I plan on doing a new multipitch sport climb coming up in a few months and will be leading all the pitches. No trad. gear will be brought up. This climb can be done in about 16 pitches but most people run out the rope and it can be done in far fewer. So to my question. After I lead a pitch would it make more sense to climb past the belay station and clip the first bolt of the following pitch right away and then be lowered back to the belay station and belay the second up after setting up a solid anchor from the bolts. Or should I just stop at the belay spot, belay the second, and when I start leading again put a Quickdraw in at that anchor. My idea is by clipping that first bolt of the following pitches I'm mitigating any chance of a factor 2 fall/ falling below my belayer much more than by just putting a draw in right at the anchor. Thanks.
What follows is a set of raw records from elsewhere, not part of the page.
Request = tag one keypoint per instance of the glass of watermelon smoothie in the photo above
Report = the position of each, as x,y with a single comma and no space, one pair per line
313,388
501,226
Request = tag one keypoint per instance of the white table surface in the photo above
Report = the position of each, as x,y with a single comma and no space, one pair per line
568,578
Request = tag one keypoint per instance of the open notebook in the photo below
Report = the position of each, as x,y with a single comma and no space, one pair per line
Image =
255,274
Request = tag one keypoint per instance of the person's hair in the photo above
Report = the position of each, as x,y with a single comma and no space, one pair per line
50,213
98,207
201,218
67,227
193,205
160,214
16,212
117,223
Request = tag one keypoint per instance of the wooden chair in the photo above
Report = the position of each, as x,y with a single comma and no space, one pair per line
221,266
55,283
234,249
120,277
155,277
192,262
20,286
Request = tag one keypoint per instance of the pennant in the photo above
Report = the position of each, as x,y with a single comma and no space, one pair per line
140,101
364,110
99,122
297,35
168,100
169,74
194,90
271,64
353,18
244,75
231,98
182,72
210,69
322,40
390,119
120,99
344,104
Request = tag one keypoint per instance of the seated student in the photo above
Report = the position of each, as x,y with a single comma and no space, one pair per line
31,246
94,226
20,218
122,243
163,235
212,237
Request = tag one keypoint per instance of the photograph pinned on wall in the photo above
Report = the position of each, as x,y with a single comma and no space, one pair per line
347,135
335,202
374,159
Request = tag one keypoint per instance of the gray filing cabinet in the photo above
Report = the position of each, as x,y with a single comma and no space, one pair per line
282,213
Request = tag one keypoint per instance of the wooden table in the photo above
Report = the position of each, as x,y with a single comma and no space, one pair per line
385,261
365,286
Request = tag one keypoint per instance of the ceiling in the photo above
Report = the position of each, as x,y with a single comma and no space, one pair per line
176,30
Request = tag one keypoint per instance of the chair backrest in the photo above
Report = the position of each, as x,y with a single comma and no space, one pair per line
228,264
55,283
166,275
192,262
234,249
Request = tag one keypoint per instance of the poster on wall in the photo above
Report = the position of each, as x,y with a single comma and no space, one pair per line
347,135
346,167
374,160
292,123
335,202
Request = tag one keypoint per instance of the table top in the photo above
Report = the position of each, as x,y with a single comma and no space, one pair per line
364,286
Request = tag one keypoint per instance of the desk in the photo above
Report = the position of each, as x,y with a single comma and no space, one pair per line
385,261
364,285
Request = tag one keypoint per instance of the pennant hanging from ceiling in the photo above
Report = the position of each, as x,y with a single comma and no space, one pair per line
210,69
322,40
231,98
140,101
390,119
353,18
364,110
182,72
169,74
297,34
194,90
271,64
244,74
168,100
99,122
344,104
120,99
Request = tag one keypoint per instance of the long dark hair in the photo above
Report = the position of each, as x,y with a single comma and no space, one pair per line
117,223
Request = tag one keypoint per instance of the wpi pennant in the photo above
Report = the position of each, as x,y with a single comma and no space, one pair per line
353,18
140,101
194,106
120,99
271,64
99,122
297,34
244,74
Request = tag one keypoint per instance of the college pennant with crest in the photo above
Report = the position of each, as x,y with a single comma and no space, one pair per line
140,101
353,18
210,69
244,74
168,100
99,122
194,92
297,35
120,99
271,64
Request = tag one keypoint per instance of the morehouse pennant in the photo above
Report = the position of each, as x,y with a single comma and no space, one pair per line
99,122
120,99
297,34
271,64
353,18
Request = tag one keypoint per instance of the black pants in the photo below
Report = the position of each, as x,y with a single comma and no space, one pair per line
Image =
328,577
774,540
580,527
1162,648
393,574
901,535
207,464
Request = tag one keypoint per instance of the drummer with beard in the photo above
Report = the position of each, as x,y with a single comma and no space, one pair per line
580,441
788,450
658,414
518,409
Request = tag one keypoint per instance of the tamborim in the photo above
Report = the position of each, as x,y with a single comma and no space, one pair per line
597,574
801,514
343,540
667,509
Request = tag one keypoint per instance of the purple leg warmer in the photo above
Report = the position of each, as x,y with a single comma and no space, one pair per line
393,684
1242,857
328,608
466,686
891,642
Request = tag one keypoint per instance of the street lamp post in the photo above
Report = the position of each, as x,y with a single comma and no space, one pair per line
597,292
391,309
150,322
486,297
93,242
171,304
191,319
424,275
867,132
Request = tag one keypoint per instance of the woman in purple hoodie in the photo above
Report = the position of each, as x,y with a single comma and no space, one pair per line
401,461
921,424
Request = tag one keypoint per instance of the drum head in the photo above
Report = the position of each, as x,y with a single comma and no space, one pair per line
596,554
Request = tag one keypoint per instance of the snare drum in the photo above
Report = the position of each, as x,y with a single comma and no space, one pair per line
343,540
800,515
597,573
Simon W · · Nowhere Land · Joined May 2013 · Points: 55
Arik wrote:I plan on doing a new multipitch sport climb coming up in a few months and will be leading all the pitches. No trad. gear will be brought up. This climb can be done in about 16 pitches but most people run out the rope and it can be done in far fewer. So to my question. After I lead a pitch would it make more sense to climb past the belay station and clip the first bolt of the following pitch right away and then be lowered back to the belay station and belay the second up after setting up a solid anchor from the bolts. Or should I just stop at the belay spot, belay the second, and when I start leading again put a Quickdraw in at that anchor. My idea is by clipping that first bolt of the following pitches I'm mitigating any chance of a factor 2 fall/ falling below my belayer much more than by just putting a draw in right at the anchor. Thanks.
It shouldn't be necessary to do that unless the moves getting to that first bolt are really heinous / sketchy (Skheinous.) If not, then clipping something to the anchor when starting the pitch should suffice. Falling is still not recommended as you would be under your belayer, even if the rope is redirected from their belay loop.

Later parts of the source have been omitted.